Now all I needed was for Doug to pay the bill.
It was a month later when Doug came into the clinic. He had a broad smile on his face as he pulled a roll of bills from his pocket. “You did great Doc. Those pups all came through that Parvo without a problem. I have already sold five of them.”
“That’s good, we got lucky. We have a new vaccine coming out, you just have to remember to vaccinate your dogs and all the pups next time. That virus stays in the ground for over a year.”
“I have enough to pay the bill, and I can pick vaccine for all the dogs. It has been a while since I wormed them, except for a tobacco chew, so I better pick up some worm pills also.”
“Are you sure you have enough for the bill and all of the other stuff. You only sold five pups.”
“These are valuable pups, Doc. I sell them as hunting dogs.”
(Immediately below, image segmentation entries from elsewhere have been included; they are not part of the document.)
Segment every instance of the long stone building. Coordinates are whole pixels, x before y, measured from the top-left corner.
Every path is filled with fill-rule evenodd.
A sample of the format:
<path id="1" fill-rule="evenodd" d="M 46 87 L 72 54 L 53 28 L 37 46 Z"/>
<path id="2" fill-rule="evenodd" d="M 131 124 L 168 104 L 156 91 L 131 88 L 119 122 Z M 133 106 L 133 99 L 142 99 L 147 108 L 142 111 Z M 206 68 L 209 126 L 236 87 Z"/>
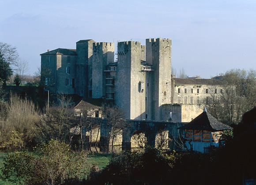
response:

“Hunting dogs! What do mean by that, Doug?”
“I train them up in the mountains, and I sell them all over the country. I don’t have any problems selling them. If I do, I just lower the price to $500.00, and they are gone almost overnight.”
$500.00 was unheard of for dogs at the time, even the best purebred dog in Sweet Home would not sell for $500.00.
“Doug, that is unreal, what is your initial asking price?”
“I sell most of them for $750.00, plus whatever I need to add on to cover the shipping cost. I sell these pups all over the country. I just run a couple of little magazine ads.”
“What kind of training do you give them? I mean, what can they hunt that makes them that valuable? Guys that run purebred hounds don’t get that kind of money for their pups.”
“We train them up in the mountains. There is a lot of stuff that goes on in those woods that people never see unless they spend a lot of time out there.”
“What are you talking about?” I ask, somewhat afraid of the answer.
“Doc, where else can you buy a hunting dog that has actually been trained to track Sasquatch?”